The first day of college dawned grey and
forbidding. I made my inconspicuous way up the steps and entered the building.
What I saw made me jump out of my skin. This huge sea of seniors had gathered on
the upper floors. Bhaari scrutiny chalu tha..each senior was marking out his
‘territory’. We did not dare to make any eye contact with them. We were like
livestock in an animal fair. Every ten minutes or so, a group of seniors would
swoop down, and pick up the more ‘jhataak’ dressed ones and educate them about
the basic facts of life in RAIT.
The message was clear..play ghaati. .play
safe. Out went the jeans, in came the formals. Of course, not that we had a
choice. The dress code was fixed. No watches, no shoes. Only chappals. Shirts
always tucked out. No belts. The ladies had to come in Salwar Kameezes.
Violators were almost exterminated. The free lectures were always met with a
great deal of trepidation. The seniors would come in, lock the classroom door
and rule. Our entire day was devoted to discussing and devising ‘khoofiya’

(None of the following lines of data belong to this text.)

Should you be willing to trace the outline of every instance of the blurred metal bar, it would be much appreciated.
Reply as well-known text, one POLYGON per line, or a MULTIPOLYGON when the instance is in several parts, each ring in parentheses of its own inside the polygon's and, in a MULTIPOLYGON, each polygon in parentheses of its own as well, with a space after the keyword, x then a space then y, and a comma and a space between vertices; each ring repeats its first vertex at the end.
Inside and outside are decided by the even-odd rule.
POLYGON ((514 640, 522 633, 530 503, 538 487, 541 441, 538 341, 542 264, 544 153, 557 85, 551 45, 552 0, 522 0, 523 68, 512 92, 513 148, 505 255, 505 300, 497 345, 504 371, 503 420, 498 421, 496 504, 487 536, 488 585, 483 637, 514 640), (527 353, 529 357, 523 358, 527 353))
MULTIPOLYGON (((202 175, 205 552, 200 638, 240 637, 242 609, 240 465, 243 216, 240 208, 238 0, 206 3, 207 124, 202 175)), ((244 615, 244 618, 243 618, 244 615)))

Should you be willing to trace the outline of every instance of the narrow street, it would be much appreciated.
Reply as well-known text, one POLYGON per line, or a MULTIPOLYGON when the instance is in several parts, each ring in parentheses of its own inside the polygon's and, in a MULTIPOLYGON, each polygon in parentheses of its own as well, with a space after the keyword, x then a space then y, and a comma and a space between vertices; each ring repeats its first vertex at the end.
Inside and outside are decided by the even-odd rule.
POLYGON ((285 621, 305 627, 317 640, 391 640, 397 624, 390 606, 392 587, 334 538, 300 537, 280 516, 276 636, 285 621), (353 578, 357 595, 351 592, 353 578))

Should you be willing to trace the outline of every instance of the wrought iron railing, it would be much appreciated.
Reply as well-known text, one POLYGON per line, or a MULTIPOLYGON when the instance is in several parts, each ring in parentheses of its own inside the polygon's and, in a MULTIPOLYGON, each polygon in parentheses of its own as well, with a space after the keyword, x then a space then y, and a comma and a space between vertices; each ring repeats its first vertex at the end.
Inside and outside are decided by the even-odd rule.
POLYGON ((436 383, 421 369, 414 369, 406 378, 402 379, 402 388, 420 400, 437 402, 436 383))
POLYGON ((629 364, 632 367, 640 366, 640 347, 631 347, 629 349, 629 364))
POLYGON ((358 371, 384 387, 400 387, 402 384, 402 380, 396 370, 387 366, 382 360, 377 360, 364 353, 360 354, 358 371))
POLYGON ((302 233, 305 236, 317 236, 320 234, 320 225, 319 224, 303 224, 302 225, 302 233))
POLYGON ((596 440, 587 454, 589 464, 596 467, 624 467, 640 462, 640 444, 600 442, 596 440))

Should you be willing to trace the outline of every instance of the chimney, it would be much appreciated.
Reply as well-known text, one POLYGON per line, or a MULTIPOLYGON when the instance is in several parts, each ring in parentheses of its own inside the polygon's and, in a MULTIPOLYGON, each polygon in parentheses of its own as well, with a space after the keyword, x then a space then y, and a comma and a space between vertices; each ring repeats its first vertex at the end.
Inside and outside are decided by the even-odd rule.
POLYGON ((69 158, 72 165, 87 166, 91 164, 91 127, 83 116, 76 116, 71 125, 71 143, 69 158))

exits from college. But trust the
seniors to outwit us every blessed time….
On went the intitiation..in trains, buses,
trains, u name it. The word ‘F.E.’ shouted out by a senior was enuff to make u
feel like u were doin time at a concentration camp. The drafter was another
accursed giveaway. It confirmed ur ‘F.E.’ status. (RAIT does not have
mech/civil/prod).
Slowly I learnt a lotta things from all o’
these rites.
Occasionally
RAIT’s one man anti-ragging squad would step into the picture. When he was
around, the seniors used to be somewhat subdued, and we were relatively safe.
But even this guy had his limitations. He could not be around all the time, at
all the places. But he really did get us out of some particularly sticky
situations. That he became the most hated guy when WE went on into S.E.,
remains one of the greatest travesties of fate…..
Then
one fine day..I noticed that the sun was shining (Inane comment this..but lemme
explain). I had actually dared to LOOK UP! (Otherwise, I had memorized all the
scratches on all the floors of the college building…). The tube lights in my
class were shining away to glory, the fan seemed to be winking at me as it
creaked and whirred. I was sure I was hallucinating. My groin wasn’t feeling
tight every thirty minutes or so….(wonders what a little relief can do to ur
renal system…)
The
reason?!
It
was F.E. Nite Day! (sic)
It
was official..we could wear jeans, we could eat it in the canteens, we could
freely roam around college..we could SMILE…..
All in all, it was a memorable duration of
time…that first month. We were prepared to face anything that good ol’ Mumbai
University threw at us. After all, what could be worse than this?!
(The
May 1998 CP-2 paper I have to admit, did come in a CLOSE second!). Still the
foundation was laid for us to face up to the mental massacre that passes for
engineering…
Of course, things were not all this docile
and harmless..RAIT hai baap! But even then..a big THANK YOU to all our
seniors..wherever u are..(if it were upto us…I’d say burning in hell ;) ).
These memories are so vital, guess they had to be there to make the RAIT
Experience a totality…
(In
retrospect, all’s well that ENDS well!)